As a control, differences in firing rate between rewarded and unr

As a control, differences in firing rate between rewarded and unrewarded trials in the same block PD173074 purchase were compared using the same procedure in the interval from −1.5 to 0.5 s in the absence of odor (the prestimulus interval) to assess the effectiveness of the correction for multiple comparisons. Odors did not elicit divergent responses in this control time range

(data not shown). At test was also used to classify units as “responsive.” The rate of firing in the RA (0.5 to 2.5 s) was compared with the firing rate during the reference interval (−1.5 to 0.5 s). The FDR was used to correct for multiple comparisons, and a unit was classified as responsive only if p values fell below FDR in at least two or more blocks. We would like to thank Drs. Gidon Felsen, Nathan Schoppa, and Dan Tollin for discussions; Dr. Ed Hsu; Osama Abdulla; and the University BMS-777607 of Utah Small Animal MRI Facility. This work was funded by NIH grants DC00566 (D.R.), DC04657 (D.R.), DC008855 (D.R.), DC008066 (W.D.), and DC002994 (M.L.). “
“The neocortex is the largest part of the mammalian brain, yet its function is still poorly understood. Anatomical and physiological studies have emphasized the vertical (or “columnar”) nature of its connectivity (Hubel and Wiesel, 1977, Lorente de Nó, 1949 and Mountcastle,

1982), giving rise to the proposal that the neocortex is composed of repetitions of a basic modular unit, performing essentially the same computation on different inputs (Douglas et al., 2004, Hubel and Wiesel, 1974, Lorente de Nó, 1949 and Mountcastle, 1982).
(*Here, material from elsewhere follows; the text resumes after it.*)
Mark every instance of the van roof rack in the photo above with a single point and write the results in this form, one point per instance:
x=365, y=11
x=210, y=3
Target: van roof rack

Consistent with this hypothesis, in different species and cortical

areas, the cortex develops in a stereotypical fashion (Katz and Shatz, 1996) with similar interlaminar connections (Burkhalter, 1989, Douglas et al., 2004 and Gilbert and Wiesel, 1979). At the same time, there are structural differences among cortical areas and species (DeFelipe, 1993), so each cortical region could still have a specific, dedicated circuit. Crucial to this debate is the knowledge of how different subtypes of cortical neurons connect to each other, an issue for which there is only scant available data. Although some studies find TCL great specificity in cortical connections (Callaway, 1998, Hubel, 1988 and Thomson and Lamy, 2007), others have proposed that cortical neurons connect without any specificity (Braitenberg and Schüzt, 1991 and Peters and Jones, 1984), forming perhaps a neural network, or a “tabula rasa,” on which activity-dependent developmental rules could sculpt mature circuits (Kalisman et al., 2005, Rolls and Treves, 1998 and Stepanyants et al., 2002). To measure the specificity in cortical connections, one would need techniques that reveal synaptically connected neurons. In the last decade, electrophysiological recordings from connected cortical neurons in brain slices (Thomson et al.